The safes hold things much more important that wills, or jewelry. They possess things much more finite and destructible than birth certificates, or social security cards. They possess our very essence. They hold our souls. It is at some point in our “golden years” than the safe is ultimately unlocked. Sometimes it is because there is no longer a need to guard and protect who we really are. We have paid our dues. We have completed the task. Other times, it is because our brains have exceeded the maximum amount of storage available, and things that should be locked in this safe just have to come out. The end of our lives is an interesting journey to say the least. It is like the end of the roller coaster when you are pulling in to the loading dock with the adrenaline still buzzing through your body, and a thin spray of sweat on your face. You get that thought of “Good, God, I can’t believe I made it”, and euphoria ensues.
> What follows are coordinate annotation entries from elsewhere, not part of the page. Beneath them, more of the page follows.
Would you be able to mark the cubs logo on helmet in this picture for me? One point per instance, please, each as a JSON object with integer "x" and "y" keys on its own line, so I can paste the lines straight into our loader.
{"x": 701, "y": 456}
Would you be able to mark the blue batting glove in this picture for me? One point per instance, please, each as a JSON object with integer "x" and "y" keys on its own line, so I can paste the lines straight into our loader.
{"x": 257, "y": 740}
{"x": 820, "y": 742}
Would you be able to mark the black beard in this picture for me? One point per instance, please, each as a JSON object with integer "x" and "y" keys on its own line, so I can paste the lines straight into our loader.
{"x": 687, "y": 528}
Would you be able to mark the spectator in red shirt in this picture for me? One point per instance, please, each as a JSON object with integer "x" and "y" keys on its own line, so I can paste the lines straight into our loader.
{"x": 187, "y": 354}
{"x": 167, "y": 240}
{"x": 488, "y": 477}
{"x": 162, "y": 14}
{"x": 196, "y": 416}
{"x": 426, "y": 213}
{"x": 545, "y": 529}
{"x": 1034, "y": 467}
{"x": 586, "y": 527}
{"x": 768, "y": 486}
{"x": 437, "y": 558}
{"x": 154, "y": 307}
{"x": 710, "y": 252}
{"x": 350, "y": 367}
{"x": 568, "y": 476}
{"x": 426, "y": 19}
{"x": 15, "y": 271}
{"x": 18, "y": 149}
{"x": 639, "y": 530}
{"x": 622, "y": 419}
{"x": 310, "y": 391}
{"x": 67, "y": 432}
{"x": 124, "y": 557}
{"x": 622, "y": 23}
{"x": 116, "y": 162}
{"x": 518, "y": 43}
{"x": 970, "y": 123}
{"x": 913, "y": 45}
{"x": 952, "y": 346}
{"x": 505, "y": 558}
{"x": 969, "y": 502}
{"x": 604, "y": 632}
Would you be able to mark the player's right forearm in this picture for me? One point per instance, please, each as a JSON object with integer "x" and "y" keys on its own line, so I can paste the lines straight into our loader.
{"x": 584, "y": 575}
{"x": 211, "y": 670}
So, when it is that these safes are opened in the final days, and all the Who You Really Are-s get together in two room units setting mere feet away from each other…and they all are still coming off that buzz from the ride, essentially what has happened is all the thoughts, hopes, feelings, and dreams you locked down in your adolescence come flooding together with those of one hundred other people. The only way to describe this is sad, but true: You finish out your days living as an adolescent in high school. There are popular clicks and nerd clicks. There are tables you can and can not sit with at lunch. There are crushes on the “New Guy”. There is competition to see who can have the baddest-ass Rascal Scooter. There is gossip to make high school look like a convent. There is love. There is SEX (believe me…more than you could ever imagine). There is competition for status. We end our days somehow, (magically), in the place where they were the most intriguing.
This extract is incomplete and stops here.